Но, робкая сама и безвольная, никак не уверенная в себе, не видящая своего собственного пути в жизни — она никак не могла бы решиться на проявление этой воли, да к тому же тихий болезненный Юзя ни разу не превращался в ее мечтах в того мучительно желанного человека, чей прообраз и мужественную силу привыкла отыскивать в беспокойной парижской гравюре, висевшей над кроватью.

Это второе чувство, не доведенное до конца, сказывалось, пожалуй, только в том, что в отношениях Нюточки к Юзе иногда заметна была некоторая фамильярность, едва уловимое капризничанье старшего друга. Еще была бессознательная утрата присущей девичьей стыдливости, потому что только к Юзе могла Нюточка, не замечая того, прислоняться плечом, только в его присутствии могла небрежно переложить ногу на ногу или закинуть за голову полуобнаженные руки — так, как сделала вот в эту минуту…

— Юзик, милый Юзик, опять вы про тысячелетнего мамонта! А я хочу о другом — о другом, понимаете?…

Опустила ему руку на плечо, и он умолк.

И если бы он продолжал свой рассказ сейчас — Нюточка все с равно уже его не слушала бы: глаза теперь упорно старались рассмотреть то, что происходило недалеко от крыльца.

В лишайчатых, постепенно густеющих сумерках, у дерева напротив веселый красноармеец мял одновременно, в шуточной игре, двух голоногих взвизгивающих девок, и обе девки, в свою очередь, норовили повалить парня на землю. А потом и девки и красноармеец, в горячей возне, громко смеясь, побежали через двор к саду — сцепившись, борясь.

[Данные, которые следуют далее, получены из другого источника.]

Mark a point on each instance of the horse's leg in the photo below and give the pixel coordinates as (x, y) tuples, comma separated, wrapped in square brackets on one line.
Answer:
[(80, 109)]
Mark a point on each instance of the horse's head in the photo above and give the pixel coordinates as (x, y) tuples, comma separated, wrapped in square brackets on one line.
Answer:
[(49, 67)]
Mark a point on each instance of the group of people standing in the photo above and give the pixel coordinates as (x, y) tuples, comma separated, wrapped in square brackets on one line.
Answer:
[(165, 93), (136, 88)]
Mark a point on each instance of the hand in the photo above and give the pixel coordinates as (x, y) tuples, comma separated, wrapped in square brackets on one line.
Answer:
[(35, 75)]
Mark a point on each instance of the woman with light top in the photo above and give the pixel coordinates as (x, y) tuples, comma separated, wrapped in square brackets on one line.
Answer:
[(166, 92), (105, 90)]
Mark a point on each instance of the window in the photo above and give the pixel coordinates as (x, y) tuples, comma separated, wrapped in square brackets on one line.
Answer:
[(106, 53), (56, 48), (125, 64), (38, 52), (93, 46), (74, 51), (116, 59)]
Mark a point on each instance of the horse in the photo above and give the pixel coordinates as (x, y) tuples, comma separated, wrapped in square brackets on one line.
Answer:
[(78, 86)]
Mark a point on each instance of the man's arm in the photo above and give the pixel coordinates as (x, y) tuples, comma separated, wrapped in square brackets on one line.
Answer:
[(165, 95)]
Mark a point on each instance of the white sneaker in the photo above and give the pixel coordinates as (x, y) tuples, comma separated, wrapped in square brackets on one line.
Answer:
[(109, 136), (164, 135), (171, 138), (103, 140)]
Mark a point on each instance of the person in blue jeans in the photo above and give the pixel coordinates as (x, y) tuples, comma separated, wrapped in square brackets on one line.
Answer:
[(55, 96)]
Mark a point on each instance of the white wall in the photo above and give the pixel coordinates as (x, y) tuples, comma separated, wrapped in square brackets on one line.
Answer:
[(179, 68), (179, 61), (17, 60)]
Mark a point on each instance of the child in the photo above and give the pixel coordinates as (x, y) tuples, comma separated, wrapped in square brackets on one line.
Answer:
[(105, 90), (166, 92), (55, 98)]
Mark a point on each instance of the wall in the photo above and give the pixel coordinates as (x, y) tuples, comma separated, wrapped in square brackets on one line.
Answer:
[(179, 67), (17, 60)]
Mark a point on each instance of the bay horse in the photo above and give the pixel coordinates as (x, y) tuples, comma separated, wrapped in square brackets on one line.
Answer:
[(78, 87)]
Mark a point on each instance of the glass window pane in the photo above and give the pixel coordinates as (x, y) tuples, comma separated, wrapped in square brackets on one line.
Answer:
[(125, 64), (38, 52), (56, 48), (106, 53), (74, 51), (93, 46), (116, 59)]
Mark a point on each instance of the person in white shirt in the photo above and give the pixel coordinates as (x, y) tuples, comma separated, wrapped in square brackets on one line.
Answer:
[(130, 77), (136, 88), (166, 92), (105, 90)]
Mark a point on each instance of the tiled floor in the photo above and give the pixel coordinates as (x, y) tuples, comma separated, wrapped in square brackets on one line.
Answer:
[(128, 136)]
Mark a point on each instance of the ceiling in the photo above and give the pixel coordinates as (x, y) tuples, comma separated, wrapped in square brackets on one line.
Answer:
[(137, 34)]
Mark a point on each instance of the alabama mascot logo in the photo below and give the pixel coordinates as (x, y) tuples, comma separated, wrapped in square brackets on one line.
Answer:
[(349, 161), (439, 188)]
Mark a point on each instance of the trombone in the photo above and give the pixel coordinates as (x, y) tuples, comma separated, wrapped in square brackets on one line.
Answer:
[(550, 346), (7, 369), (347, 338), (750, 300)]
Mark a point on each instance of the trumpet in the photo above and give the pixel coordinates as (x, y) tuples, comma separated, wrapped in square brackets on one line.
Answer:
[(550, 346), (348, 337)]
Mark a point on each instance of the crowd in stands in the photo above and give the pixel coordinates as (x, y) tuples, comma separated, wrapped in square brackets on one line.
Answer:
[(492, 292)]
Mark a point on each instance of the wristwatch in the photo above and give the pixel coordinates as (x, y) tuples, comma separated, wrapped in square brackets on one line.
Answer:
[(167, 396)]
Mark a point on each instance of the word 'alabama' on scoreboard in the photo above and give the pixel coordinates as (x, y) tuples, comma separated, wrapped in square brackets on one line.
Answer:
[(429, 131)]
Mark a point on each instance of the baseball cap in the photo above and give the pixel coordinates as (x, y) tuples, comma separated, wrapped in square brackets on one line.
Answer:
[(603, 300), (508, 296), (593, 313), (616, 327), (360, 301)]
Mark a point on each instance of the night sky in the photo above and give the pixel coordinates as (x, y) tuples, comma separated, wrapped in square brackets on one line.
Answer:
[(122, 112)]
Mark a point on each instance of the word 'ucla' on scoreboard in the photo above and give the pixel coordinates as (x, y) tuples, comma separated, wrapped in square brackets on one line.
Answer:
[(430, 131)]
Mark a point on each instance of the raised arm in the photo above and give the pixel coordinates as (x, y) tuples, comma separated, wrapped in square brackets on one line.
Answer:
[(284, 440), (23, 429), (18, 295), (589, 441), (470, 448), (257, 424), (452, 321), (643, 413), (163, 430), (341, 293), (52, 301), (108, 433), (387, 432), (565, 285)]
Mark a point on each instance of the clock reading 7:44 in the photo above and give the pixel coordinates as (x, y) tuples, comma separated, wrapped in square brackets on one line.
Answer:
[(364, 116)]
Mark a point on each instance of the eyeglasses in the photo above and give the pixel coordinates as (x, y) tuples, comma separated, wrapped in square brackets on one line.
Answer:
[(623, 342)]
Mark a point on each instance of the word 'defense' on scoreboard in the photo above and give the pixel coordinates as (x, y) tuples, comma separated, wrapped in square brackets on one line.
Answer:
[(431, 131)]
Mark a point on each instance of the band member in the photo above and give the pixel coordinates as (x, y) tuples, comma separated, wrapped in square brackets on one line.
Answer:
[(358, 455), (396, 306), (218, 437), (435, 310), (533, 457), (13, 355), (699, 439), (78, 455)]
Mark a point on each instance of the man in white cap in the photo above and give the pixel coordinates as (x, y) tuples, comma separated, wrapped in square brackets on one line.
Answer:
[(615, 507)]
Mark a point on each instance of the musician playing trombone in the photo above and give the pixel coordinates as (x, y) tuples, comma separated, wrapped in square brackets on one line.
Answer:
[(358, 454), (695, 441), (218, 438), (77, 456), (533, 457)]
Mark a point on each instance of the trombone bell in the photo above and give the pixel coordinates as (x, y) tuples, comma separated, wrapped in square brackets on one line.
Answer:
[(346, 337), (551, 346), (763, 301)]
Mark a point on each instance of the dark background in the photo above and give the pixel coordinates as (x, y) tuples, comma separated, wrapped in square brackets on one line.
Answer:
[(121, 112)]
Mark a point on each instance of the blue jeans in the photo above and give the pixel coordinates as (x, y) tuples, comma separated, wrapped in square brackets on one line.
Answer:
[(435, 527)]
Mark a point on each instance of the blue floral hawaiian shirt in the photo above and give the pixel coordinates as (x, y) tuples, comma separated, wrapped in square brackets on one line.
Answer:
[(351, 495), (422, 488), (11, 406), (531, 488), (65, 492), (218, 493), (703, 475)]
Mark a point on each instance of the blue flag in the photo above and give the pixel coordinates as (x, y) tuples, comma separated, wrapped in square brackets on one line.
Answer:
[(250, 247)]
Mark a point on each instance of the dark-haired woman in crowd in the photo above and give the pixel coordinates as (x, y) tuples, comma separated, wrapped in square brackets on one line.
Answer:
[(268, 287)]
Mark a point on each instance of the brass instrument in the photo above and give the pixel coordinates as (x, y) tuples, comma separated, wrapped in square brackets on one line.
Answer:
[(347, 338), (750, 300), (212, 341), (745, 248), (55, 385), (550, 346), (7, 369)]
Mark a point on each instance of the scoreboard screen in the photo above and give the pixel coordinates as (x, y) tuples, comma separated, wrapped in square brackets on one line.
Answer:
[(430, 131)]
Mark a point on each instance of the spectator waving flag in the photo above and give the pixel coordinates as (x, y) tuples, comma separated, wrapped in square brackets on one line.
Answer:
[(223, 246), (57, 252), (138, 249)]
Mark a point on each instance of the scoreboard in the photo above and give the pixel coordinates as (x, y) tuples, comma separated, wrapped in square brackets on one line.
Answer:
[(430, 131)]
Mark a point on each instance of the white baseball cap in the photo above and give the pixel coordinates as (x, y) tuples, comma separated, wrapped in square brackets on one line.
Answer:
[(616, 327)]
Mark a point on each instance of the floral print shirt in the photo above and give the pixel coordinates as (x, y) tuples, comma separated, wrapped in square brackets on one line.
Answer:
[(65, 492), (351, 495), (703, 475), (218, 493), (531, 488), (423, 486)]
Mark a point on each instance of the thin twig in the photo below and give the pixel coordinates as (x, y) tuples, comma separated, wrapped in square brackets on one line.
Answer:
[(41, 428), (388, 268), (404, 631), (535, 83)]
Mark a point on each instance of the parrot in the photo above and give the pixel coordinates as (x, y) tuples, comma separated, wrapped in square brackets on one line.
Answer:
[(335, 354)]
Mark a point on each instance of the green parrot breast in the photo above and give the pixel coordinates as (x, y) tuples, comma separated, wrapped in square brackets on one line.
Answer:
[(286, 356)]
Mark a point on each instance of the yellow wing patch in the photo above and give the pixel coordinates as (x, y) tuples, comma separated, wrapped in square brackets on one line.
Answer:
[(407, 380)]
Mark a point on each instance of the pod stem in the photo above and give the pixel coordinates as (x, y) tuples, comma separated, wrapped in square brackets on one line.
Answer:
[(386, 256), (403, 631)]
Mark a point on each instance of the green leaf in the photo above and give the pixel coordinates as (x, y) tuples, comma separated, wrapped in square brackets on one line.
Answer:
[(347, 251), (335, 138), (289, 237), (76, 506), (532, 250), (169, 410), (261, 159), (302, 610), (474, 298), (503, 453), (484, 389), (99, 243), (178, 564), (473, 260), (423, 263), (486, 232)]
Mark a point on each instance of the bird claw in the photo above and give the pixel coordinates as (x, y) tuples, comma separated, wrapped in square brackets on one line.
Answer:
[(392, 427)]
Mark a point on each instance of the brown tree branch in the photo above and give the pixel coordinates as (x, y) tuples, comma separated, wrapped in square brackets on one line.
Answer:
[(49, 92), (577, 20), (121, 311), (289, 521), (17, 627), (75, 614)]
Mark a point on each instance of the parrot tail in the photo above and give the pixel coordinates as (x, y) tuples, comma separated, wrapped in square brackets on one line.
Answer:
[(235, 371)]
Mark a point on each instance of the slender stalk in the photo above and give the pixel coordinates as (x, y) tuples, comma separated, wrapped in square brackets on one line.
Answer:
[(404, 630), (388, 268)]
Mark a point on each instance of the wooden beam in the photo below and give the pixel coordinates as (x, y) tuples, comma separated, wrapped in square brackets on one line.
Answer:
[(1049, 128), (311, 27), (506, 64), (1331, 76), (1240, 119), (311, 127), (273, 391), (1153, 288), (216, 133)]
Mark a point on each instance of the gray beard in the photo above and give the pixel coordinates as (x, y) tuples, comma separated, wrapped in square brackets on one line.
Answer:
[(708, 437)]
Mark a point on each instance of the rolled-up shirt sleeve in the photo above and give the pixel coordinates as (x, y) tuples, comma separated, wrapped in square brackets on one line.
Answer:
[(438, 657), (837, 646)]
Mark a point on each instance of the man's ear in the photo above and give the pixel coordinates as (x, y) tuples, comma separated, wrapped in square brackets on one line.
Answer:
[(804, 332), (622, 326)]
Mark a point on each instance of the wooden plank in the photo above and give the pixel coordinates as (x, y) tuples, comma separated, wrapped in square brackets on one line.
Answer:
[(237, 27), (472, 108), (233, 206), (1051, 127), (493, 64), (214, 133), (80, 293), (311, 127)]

Они давно уже исчезли, вокруг стало пустынно, а в потревоженной вечерней тишине звучал еще ничем не сдерживаемый клекот их голосов, и словно покачивалась вокруг земля, как лодка, оттолкнутая ударом весла о берег…

И сад смотрел из-за низкорослой изгороди таинственным, лукавым заговорщиком, и бесшумный ленивый ветер медленно двигал его мохнатую бровь зацепившихся друг за друга пахучих ветвей.

— Юзик, — вздрогнула девушка, — придвиньтесь ближе… кот сюда, ко мне.

И потянула его за рукав.

— Ближе… совсем. Я облокочусь на вас, а вы рассказывайте… о чем хотите, рассказывайте.

Она прижалась к нему: локоть положила на колени, а голову прислонила к его худому тонкому плечу. И Юзику приятно, он старается не двигаться.

— Ну, Юзик, милый, только не молчите теперь! Я прошу вас… Ее голос звучит взволнованно и волнующе — и он, Юзя,

уже, чуть заикаясь и покашливая, тихо и медленно роняет неожиданные для Нюточки слова:

— Анна Сидоровна… Может быть, я не имею права говорить об этом… Я ведь больной человек, и к тому же мои слона могут показаться вам чрезмерно грубыми…

— Юзик, о чем это вы? — встрепенулась Нюточка и в наступившей темноте старалась разглядеть теперь получше почти скрытое от нее лицо юноши. — Вы никогда, Юзик, не скажете грубости.

— Я скажу вам. Но если… если мои слова покажутся обидными — забудьте их. Понимаете — забудьте. Я не хочу вас обидеть, но во мне сейчас говорит то — понимаете? — то, на что даже я, больной, туберкулезный, но еще не расставшийся с жизнью, имею… ну, имею право покуситься в этой самой жизни! Я не люблю лжи и не умею долго скрытничать.